The Scottish folklorist John Gregorson Campbell recorded numerous tales and traditions concerning the each-uisge. In one account a man who was about to be carried by the water horse into the loch was able to save himself by placing both feet on either side of a narrow gateway the horse was running through, thereby wrenching himself off its back through sheer force. A boy who had touched the horse with his finger and gotten stuck was able to save himself by cutting it off. A Highland freebooter encountered a water horse in its human form and fired his gun at it twice with no effect, but when he loaded it with a coin made of silver and fired again the man retreated and plunged back into the loch. The each-uisge is unpredictable. It has been known to venture forth on land and attack solitary individuals, while in other accounts it will allow itself to be used as farm labour until its owner gets on its back and is carried into the loch. In their predatory hunger water horses may even turn on their own kind if the scent of a previous human rider is strong enough on the monster's body.[4]

Water horses and women

The each-uisge also has a particular desire for human women. Campbell states that "any woman upon whom it set its mark was certain at last to become its victim." A young woman herding cattle encountered a water horse in the form of a handsome young man who laid his head in her lap and fell asleep. When he stretched himself she discovered that he had horse's hooves and quietly made her escape (in variations of the tale she finds the presence of water weeds or sand in his hair). In another account a water horse in human shape came to a woman's house where she was alone and attempted to court her, but all he got for his unwanted advances was boiling water hurled between his legs. He ran from the house roaring in pain. In a third tale a father and his three sons conspired to kill a water horse that came to the house to see the daughter. When they grabbed the young man he reverted to his equine form and would have carried them into the loch, but in the struggle they managed to slay him with their dirks. Despite its amorous tendencies, however, the each-uisge is just as likely to simply devour women in the same manner as its male victims.[4]

Variants

The aughisky or Irish water horse is similar in many respects to the Scottish version. It sometimes comes out of the water to gallop on land and, despite the danger, if the aughisky can be caught and tamed then it will make the finest of steeds provided it is not allowed to glimpse the ocean.[5]

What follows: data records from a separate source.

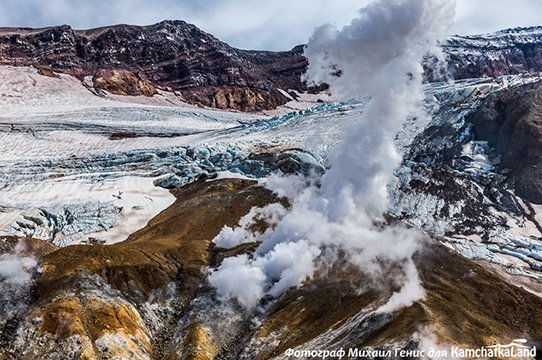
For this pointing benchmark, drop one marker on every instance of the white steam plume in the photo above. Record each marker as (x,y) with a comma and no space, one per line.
(16,274)
(377,55)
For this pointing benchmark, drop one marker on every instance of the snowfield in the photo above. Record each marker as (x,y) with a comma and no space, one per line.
(76,167)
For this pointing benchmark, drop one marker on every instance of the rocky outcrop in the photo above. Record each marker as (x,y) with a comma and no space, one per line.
(510,121)
(171,55)
(506,52)
(147,298)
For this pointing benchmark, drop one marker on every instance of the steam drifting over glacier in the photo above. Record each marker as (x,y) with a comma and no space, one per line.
(378,56)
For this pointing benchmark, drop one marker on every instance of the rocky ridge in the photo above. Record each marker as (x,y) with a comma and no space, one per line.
(171,56)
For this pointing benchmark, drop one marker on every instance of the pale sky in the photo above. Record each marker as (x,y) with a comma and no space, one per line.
(250,24)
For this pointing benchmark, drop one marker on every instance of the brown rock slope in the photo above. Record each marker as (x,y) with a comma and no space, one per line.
(171,55)
(511,121)
(96,301)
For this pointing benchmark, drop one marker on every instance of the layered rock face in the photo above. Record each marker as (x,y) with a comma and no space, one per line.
(171,55)
(176,56)
(507,52)
(511,122)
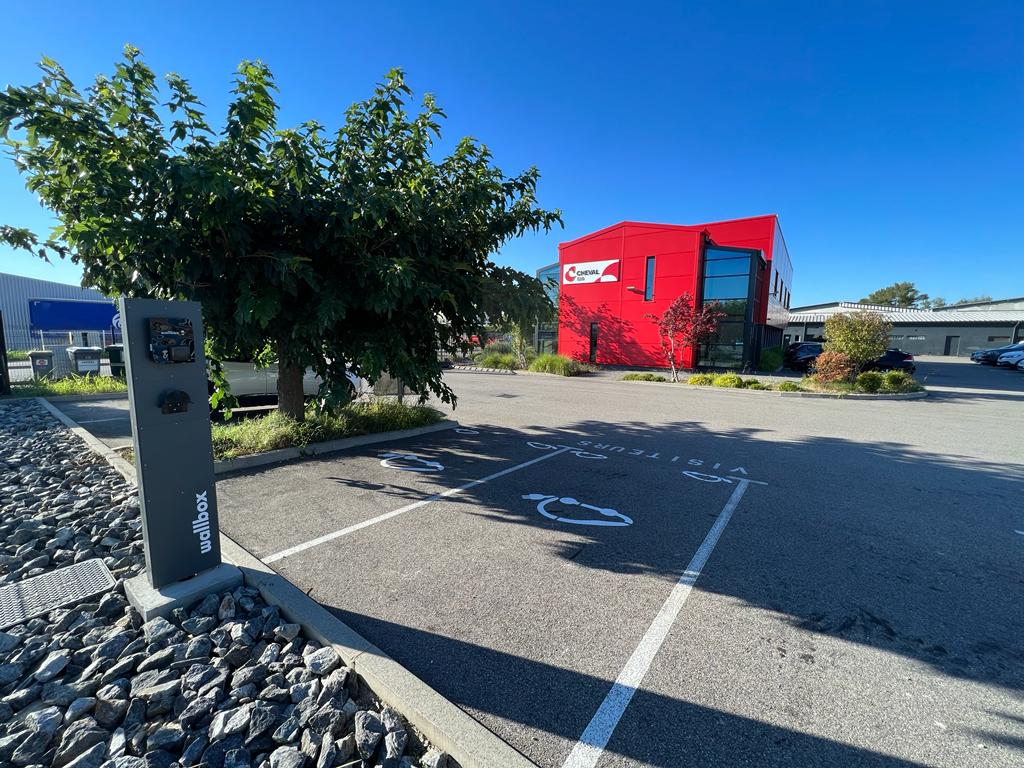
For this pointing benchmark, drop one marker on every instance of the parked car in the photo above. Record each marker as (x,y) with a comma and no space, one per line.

The cabyll-ushtey (or cabbyl-ushtey), the Manx water horse, is just as ravenous as the each-uisge though there are not as many tales told about it. One of them recounts how a cabbyl-ushtey emerged from the Awin Dhoo (Black River) and devoured a farmer's cow, then later it took his teenaged daughter.[6]

Origins

The appearance of the each-uisge on the Isle of Skye was described by Gordon in 1995 as having a parrot-like beak, and this, with its habit of diving suddenly, could be from real-life encounters with a sea turtle such as the leatherback sea turtle.[7]

References

  1. Briggs, Katharine (1976). An Encyclopedia of Fairies, Hobgoblins, Brownies, Boogies, and Other Supernatural Creatures. Harmondsworth, Middlesex: Penguin Books. pp. 115–16. ISBN 0-394-73467-X.
  2. Varner, Gary R. (2007), Creatures in the Mist: Little People, Wild Men and Spirit Beings around the World: A Study in Comparative Mythology, Algora, p. 24, ISBN 978-0-87586-545-4   via Questia Online Library (subscription required)
  3. MacPhail, Malcolm (1896). "Folklore from the Hebrides" (PDF). Folklore. 7 (4): 400–04. doi:10.1080/0015587X.1896.9720386.
  4. Campbell, John Gregorson (1900). Superstitions of the Highlands and Islands of Scotland. Glasgow: James MacLehose and Sons. pp. 203–15.
  5. Yeats, William Butler (1888). Fairy and Folk Tales of the Irish Peasantry. London: Walter Scott. p. 94.
  6. Gill, W. Walter (1929). A Manx Scrapbook Arrowsmith. Ch. 4.
  7. Parsons, E.C.M. (2004). "Sea monsters and mermaids in Scottish folklore: Can these tales give us information on the historic occurrence of marine animals in Scotland?". Anthrozoös: A Multidisciplinary Journal of the Interactions of People and Animals. 17 (1): 73–80. doi:10.2752/089279304786991936. eISSN 1753-0377. ISSN 0892-7936.